Korean drama All of Us Are Dead (2022) Review

 

This Netflix Korean drama has an impressive size, but the survival story seems too thinly spaced across 12 episodes.




Real-time zombie outbreaks are among the most dreadful on-screen scenarios. The prospect of watching one disease grow exponentially before our eyes and tear through a population is an anxiety-inducing experience almost never pleasant to watch. In its opening episode, "All of Us are Dead," the latest Netflix drama to tackle a widespread catastrophe, shows how a school is transformed from the inside out. After one errant bite, the massive Hyosan High School complex is thrown into chaos one afternoon after an irreversible chain reaction starts.

'All of Us Are Dead' achieves its primary goal by illustrating the scope of the zombie outbreak. Director Lee JQ sets up the geography of the school well, swooping through hallways and around rooms spanning several floors. As fearful as potential viewers might expect, the opening moments of the series are as harrowing as the number of students present in any given rehearsal room, cafeteria, or lobby.

Although, as the Hyosan population gets whittled down in record time, "expectations" are a keyword looming over much of what is left of the 12-episode season. In spite of setting up and executing a disintegrating society in detail, "All of Us are Dead" picks up the zombie story playbook and follows it. It's delivered in an oddly-paced season that's as athletic as these students battle against crowds of uniformed students for attention.

Although Cheong-san (Yoon Chan-young) and On-jo (Park Ji-hoo) are childhood friends, the group of people fighting the undead changes over the course of the series.

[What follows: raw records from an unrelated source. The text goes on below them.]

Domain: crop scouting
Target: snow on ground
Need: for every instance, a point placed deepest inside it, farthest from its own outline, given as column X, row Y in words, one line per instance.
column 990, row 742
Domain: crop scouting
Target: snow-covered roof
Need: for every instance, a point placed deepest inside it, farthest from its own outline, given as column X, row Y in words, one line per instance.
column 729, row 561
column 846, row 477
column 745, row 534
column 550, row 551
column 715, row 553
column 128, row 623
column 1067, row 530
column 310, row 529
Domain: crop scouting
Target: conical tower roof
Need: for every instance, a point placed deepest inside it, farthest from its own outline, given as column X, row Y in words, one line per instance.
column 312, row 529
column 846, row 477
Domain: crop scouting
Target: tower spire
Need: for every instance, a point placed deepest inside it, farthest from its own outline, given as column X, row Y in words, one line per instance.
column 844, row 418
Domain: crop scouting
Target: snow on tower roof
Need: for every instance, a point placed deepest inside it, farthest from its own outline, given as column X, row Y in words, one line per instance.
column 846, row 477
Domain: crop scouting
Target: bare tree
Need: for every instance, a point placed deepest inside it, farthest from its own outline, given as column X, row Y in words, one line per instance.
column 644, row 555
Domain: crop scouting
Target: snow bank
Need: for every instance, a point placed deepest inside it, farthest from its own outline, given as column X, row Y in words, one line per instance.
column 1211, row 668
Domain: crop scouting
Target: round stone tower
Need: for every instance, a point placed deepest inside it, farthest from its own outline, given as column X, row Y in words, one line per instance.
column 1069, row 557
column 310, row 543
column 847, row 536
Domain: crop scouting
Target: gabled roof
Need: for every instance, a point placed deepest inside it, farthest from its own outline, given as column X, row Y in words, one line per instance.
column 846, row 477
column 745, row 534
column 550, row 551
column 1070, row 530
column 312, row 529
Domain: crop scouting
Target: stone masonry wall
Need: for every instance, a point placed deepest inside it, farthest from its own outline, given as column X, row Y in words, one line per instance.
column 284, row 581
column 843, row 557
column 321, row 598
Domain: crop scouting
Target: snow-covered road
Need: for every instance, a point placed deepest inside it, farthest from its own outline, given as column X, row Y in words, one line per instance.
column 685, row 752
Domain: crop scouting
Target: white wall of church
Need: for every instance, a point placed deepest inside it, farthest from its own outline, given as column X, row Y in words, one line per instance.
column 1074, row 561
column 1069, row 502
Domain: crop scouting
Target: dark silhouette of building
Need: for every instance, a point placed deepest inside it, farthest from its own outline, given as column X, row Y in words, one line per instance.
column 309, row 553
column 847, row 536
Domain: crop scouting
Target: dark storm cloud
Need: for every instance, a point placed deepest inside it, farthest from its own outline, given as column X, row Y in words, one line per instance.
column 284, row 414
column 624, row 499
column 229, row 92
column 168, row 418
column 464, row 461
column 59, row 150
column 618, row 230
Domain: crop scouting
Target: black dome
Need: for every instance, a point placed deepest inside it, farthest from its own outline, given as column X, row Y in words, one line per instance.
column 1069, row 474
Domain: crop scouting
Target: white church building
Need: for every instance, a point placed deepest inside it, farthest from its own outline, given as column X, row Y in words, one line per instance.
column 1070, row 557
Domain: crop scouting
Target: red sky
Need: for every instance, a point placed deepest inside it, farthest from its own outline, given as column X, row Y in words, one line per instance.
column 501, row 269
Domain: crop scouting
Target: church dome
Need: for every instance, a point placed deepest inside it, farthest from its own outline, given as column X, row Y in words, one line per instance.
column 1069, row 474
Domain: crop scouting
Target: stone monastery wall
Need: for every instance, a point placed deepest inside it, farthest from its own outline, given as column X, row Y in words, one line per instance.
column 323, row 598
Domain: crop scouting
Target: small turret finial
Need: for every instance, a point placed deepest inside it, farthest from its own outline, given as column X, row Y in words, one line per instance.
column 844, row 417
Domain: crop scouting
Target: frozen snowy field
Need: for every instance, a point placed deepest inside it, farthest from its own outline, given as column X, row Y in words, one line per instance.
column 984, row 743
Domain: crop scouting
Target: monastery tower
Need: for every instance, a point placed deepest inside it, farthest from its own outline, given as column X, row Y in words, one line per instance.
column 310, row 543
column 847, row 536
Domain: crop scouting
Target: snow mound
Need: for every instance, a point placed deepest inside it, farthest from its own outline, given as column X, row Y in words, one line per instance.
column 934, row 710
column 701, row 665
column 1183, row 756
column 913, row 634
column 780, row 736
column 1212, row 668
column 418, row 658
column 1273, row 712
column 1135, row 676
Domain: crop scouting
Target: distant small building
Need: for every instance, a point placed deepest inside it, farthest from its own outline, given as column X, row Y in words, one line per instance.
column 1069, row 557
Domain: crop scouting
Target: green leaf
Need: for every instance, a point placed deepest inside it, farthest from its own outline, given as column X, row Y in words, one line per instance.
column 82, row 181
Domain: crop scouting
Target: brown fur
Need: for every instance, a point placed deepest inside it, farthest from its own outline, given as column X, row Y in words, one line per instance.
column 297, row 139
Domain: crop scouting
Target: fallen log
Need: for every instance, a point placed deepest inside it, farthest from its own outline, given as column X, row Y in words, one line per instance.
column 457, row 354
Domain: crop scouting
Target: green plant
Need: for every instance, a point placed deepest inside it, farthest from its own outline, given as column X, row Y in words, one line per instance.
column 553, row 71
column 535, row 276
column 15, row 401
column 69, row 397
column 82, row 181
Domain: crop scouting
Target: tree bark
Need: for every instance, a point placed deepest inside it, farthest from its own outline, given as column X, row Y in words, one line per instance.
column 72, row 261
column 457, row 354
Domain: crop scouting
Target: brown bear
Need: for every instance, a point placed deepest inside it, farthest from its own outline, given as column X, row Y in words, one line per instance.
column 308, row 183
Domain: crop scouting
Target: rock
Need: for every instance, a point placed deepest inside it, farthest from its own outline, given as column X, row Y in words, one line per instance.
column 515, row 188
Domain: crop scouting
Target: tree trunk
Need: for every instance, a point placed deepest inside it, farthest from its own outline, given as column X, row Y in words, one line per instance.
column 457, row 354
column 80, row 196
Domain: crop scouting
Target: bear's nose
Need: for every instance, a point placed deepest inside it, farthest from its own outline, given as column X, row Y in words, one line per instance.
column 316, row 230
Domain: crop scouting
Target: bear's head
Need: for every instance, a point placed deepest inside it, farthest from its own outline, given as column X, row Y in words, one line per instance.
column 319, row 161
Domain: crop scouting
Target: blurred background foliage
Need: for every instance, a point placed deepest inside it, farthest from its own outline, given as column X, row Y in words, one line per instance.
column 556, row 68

The teenagers are in high school, so naturally, mutants trying to consume their flesh are merely slightly more on their minds than the crushes they have on their classmates. While trying to keep their emotions in check and their previous social standing in mind, they go through the standard trial-and-error process of figuring out what works for them to create distractions, alert doors rescue forces, and weigh the deserves of hunkering down vs. escaping.


Due to the zombies in "All of Us are Dead" being the relentless feed-at-all-cost variety, there are few options for students. " All of Us are Dead" is a game of survival for Dae-Su (I'm Jae-hyuk) and Su-hyeok (Lomon) and Nam-ra (Cho Yi-Hyun) revolving around a wheel while barely containing their feelings, while they are attempting to stick to the familiar ground of their previous relationships. Each time the series switches to a video taken from a historical archive of the virus' architect, it emphasizes that the virus is a product of human nature.

"All of Us are Dead" makes the point that, regardless of the fact it uses such a vast canvas, it is only sparingly using its storytelling tools. Using elaborate escape plans, the survivors hop from room to room. 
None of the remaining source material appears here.